Noting that Bolivian Indians make up 62 per cent of the population, the leftist long-time protest leader, himself an ethnic Aymara, said: "We have been condemned, humiliated ... and never recognized as human beings."

"Five hundred years of campaigning and popular resistance by indigenous people has not been in vain. We are here, and we say that we have achieved power to end the injustice, the inequality and oppression that we have lived under," Morales, a former union leader and coca leaf grower, said during his inauguration on Sunday.

Before 11 presidents and government leaders from Latin America and Europe, Morales focused a nearly two-hour speech on bringing justice to the country's indigenous majority.

The new president held a moment of silence for those who had died in social struggles in Bolivia in recent years, calling them "martyrs".

His fiery speech also mentioned Latin American revolutionaries Che Guevara and Simon Bolivar.

And as his speech dragged on he said: "It's not my custom to talk much. Don't think that I've been infected by Fidel and Chavez." He was referring to Cuban President Fidel Castro -- who was invited but absent -- and Venezuelan President Hugo Chavez, both known for lengthy, grandiloquent speeches.

Then he made guests laugh by turning to a member of his own party who was nodding off and upbraiding him: "That senator from Cochabamba: don't fall asleep."

Morales rose to prominence as a leader of street protests and roadblocks that helped topple two Bolivian presidents in the past three years. He was elected on December 18, 2005, with almost 54 per cent of the vote.

In a second speech on Sunday to supporters crammed into a city plaza, Morales promised "a government without dead people".

"The blood spilled by our brothers has not been in vain," he said of those who had died in mass street protests over the past years.

"We are not vengeful. We are not going to take revenge on anyone," he told the river of people crowding the square and the main avenue leading to it, who were waving the Bolivian national flag and the multi-color flags representing the country's 37 indigenous groups.

"We are going to show those who massacred us and murdered us how to govern."

Morales was especially referring to the so-called "gas wars", a series of bloody mass protests against the policies of then-president Gonzalo Sanchez de Losada on use of the country's vast mineral gas resources. The protests forced Sanchez de Lozada to resign in 2003.

He said people "who violated human rights have the obligation to return to Bolivia and go to prison" -- a pointed reference to the ex-president, currently living in the United States, who he claims ordered the death of many protesters.

The new president "represents our indigenous peoples, who have not had power for 500 years", said Luciano Lisidro, 26, who came dressed in a poncho with his wife and baby to hear Morales speak. "We hope for change with Evo."

Morales has said he will increase state control over Bolivia's valuable natural resources in a bid to ease the country's widespread poverty. Sixty four percent of the country's 9.3 million inhabitants live below the poverty line.

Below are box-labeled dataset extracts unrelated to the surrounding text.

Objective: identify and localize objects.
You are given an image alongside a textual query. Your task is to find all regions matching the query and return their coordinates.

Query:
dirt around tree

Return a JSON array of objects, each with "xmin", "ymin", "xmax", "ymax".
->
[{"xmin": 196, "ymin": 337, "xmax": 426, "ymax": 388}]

But he has acknowledged that Bolivia lacks the funds to exploit its resources alone and needs foreign energy partners.

Washington is concerned over Morales' promise to end restrictions on growing coca plants—the core ingredient for cocaine. The US Government has spent millions of dollars trying to eradicate the plant, which is used in traditional ceremonies and medicine in Bolivia and the other Andean countries.

Many foreign leaders also want to see what impact Morales' policies will have in a region where left-wing governments have been broadening their power in one country after another.

Among those at the ceremony were Venezuela's Chavez, a vitriolic critic of Washington, and Brazil's President Luiz Inacio Lula da Silva, a left-wing former union leader.